Both effects are real and measurable in laboratory conditions. Whether they are audible under controlled double-blind listening conditions is a separate and more contested question. The published evidence is not strong. What is not contested is that 96 kHz files are twice the size of 44.1 kHz files, and 192 kHz files are more than four times the size, for the same bit depth and the same number of audio channels. Whether that storage cost buys anything audible is, as of the current state of the literature, an open question.

The Irony

Here is the situation we are actually in. The canonical digital audio format — 16-bit, 44.1 kHz PCM, the format that defined CD quality for a generation and that remains the standard for music distribution — is physically a photograph of analogue video tape. The digitisation of music was made possible by television engineering. The specific number that defines the fidelity of every CD ever pressed is determined by the frame rates and line counts of 1970s broadcast television standards, which were themselves determined by the capabilities of 1940s CRT technology and the political negotiations of early broadcast licensing bodies.
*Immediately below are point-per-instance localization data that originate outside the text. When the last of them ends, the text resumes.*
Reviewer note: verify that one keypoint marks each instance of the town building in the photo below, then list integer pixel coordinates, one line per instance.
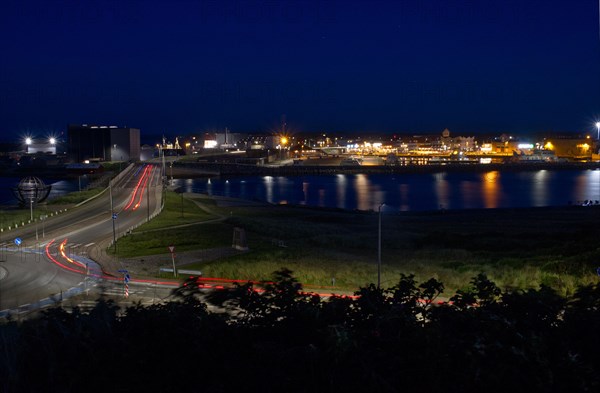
(103, 143)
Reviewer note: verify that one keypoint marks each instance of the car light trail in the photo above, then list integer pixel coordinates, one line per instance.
(137, 187)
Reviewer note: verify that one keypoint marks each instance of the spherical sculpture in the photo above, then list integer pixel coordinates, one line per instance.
(31, 190)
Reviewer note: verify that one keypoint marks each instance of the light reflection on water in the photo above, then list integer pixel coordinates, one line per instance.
(410, 192)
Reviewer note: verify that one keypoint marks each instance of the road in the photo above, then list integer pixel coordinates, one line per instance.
(64, 256)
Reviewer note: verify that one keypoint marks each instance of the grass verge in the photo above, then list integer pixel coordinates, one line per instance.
(327, 246)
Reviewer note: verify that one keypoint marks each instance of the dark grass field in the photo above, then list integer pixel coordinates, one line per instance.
(517, 248)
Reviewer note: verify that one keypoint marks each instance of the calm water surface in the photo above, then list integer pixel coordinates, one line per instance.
(411, 192)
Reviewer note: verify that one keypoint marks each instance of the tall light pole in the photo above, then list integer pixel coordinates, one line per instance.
(379, 249)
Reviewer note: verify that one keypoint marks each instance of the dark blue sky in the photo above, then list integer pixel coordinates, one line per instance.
(410, 66)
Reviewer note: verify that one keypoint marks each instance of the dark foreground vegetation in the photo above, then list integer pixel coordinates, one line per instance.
(280, 340)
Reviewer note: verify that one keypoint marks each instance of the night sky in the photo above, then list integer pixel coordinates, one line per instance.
(405, 66)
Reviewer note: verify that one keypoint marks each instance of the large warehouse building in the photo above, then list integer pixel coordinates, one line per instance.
(103, 143)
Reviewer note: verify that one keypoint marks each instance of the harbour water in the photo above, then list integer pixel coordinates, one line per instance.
(411, 192)
(59, 187)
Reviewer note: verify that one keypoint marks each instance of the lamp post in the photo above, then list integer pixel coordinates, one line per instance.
(379, 248)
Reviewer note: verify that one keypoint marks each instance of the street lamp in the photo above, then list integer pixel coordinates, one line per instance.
(379, 249)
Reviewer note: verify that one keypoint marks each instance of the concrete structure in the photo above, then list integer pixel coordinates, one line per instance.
(103, 143)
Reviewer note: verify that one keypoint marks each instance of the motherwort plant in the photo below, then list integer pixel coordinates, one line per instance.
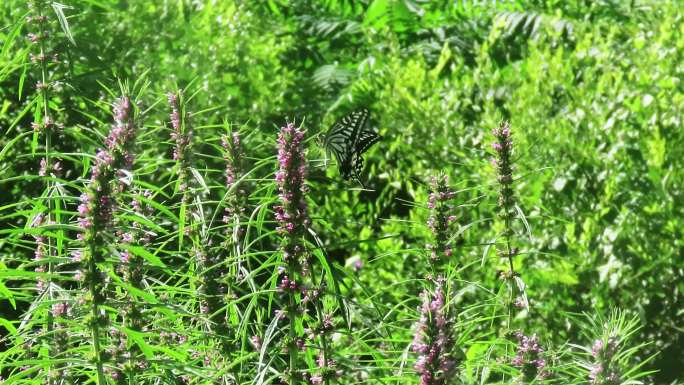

When someone tells you that 44.1 kHz is the “natural” or “perfect” sampling rate for audio, they are, without knowing it, paying tribute to the NTSC standards committee of 1941 and the PAL engineers of the 1960s. The number carries history in it the way a fossil carries the structure of a long-dead organism. It is the right number, in the sense that it works. Its rightness has nothing to do with the reasons it was chosen.

I find this genuinely satisfying rather than disappointing. The history of physics and engineering is full of contingent numbers that turned out to be good enough, and whose goodness was only rationalised after the fact. The metre was originally defined as one ten-millionth of the distance from the equator to the North Pole along the Paris meridian — an arbitrary geodetic choice that turned out to produce a unit of length that is remarkably convenient for human-scale physics. The kilogram was a cylinder of platinum-iridium alloy in a vault outside Paris for over a century. 44,100 Hz is in good company.

The Archaeology of a Number

The numbers we inherit from engineering history are rarely arbitrary at every level simultaneously. 44,100 Hz is not arbitrary at the level of sampling theory: it satisfies the Nyquist criterion with enough headroom for a physically realisable anti-aliasing filter, given 1970s component technology. That is a genuine constraint, and the number sits in the right region of parameter space for it.

But it is arbitrary at a deeper level: it is the specific number that happened to fit a video tape format that happened to be affordable in 1979, a format that was itself determined by broadcast standards that were set for entirely unrelated reasons decades earlier. The chain of contingencies runs: 1940s television engineering defines NTSC and PAL frame rates and line counts; 1970s consumer VCR technology makes those tape formats cheap; 1979 Sony engineers encode digital audio as fake video; the arithmetic of the video formats fixes the sampling rate at 44,100 Hz; that rate gets locked into the CD standard in 1980; 44.1 kHz becomes the defining frequency of a digital music format that ships billions of units over the following four decades.

Science and engineering produce exact numbers from messy contingencies. The number 44,100 is simultaneously a theorem output (it satisfies a well-defined engineering constraint), a historical accident (it is determined by the specific video tape hardware that existed in 1979), and an institutional fossil (it outlasted the VCRs that created it by four decades and counting). All three things are true at the same time.

The VCRs are gone. The sampling rate remains.

References

[1] Pohlmann, K. C. (2010). Principles of Digital Audio (6th ed.). McGraw-Hill.

[2] Watkinson, J. (2001). The Art of Digital Audio (3rd ed.). Focal Press.

[3] Immink, K. A. S. (1998). The compact disc story. Journal of the AES, 46(5), 458–465.

[4] Nyquist, H. (1928). Certain topics in telegraph transmission theory. Transactions of the AIEE, 47(2), 617–644.

[5] Shannon, C. E. (1949). Communication in the presence of noise. Proceedings of the IRE, 37(1), 10–21.